Mobile LED screens are durable to sustain constant movement on the road. They are reinforced with ingress protection, protective covers, and other features to ensure that they are durable and reliable in all outdoor applications. These are the reasons why mobile LED screens are applicable for public movie screening.

LED screen rentals

Large LED screens are quite expensive for people that do not have a lot of commercial uses or the budget for them. This issue is solved by rental services that provide those in need with LED screens rental services.

These screens have some of the best features you can desire in a display, making them ideal for public movie screening. The individual modules can be assembled to create one large display that is impressive to see. You will find rental LED screens in all sorts of events, including public movie screenings.

Conclusion

Obtaining a movie license for public screening is quite straightforward. All that is required is to be familiar with the copyright laws in your region and their applicability. Learn the conditions, fees, provisions, limitations, and underlying factors related to PPL for movie screening. This article has provided a general overview to help you get started.

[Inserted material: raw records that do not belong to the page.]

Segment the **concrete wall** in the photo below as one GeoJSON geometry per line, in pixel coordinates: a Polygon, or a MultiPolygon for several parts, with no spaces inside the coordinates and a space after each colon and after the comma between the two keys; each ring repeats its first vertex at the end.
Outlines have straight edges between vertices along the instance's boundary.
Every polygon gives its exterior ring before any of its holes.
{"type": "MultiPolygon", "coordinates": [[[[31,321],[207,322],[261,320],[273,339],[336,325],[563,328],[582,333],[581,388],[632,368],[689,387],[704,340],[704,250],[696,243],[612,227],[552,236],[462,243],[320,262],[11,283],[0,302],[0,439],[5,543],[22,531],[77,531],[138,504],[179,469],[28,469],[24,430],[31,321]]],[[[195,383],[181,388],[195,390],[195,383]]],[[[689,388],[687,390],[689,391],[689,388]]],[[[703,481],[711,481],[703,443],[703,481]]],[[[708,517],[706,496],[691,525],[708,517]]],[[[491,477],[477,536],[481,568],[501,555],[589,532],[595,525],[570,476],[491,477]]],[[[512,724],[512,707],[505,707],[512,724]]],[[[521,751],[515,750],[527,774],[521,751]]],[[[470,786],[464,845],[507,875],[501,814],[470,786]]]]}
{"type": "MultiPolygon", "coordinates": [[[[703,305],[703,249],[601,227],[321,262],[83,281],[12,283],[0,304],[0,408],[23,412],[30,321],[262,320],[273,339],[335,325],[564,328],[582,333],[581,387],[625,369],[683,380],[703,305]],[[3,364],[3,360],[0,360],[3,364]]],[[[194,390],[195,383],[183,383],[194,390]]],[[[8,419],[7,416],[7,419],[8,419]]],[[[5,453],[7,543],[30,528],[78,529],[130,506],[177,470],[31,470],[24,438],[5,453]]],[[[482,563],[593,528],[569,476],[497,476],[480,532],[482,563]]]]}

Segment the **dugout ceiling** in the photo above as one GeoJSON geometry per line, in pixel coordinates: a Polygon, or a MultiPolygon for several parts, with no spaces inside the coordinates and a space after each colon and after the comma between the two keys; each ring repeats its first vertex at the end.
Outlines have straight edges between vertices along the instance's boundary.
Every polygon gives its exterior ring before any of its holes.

Frequently Asked Questions (FAQs)

Here are answers to some of the questions we might not have directly answered in the contents of this article. For more detailed answers, refer to the copyright act in your region.

What happens if I don’t get a license? 

For the United States, the Federal Act states that failure to obtain a license where conditions are met is a federal crime with a penalty of 5 years in jail and/or $250,000 in fine. Check your local copyright act for specific repercussions.

Can I transfer the movie license? 

No you are not permitted to transfer the license to another party, location, date, or otherwise. The license agreement is usually very clear about these positions and failure to follow them might result in copyright abuse.

Do I need a license if I am not charging the crowd?

Yes you still need a license regardless of whether you are charging the viewers. The copyright act indicates that as long as the screening is considered public, a license is a must-have. It does not matter whether you are collecting revenue from the screening.

Where do I purchase a public performance license?

If you are in the US, you can purchase a PPL from Swank Motion Picture or The Criterion Collection. Alternatively, you can acquire the license from the copyright owner if you can. Each region has a body that is legally protected and permitted to sell these licenses.

Do I need a license if I own the movie?

Generally, if you own the movie, you have the exclusive rights which provides you with liberty to publicly show the movie. Therefore, unless otherwise, you would not require to obtain a license to screen your own movie in public.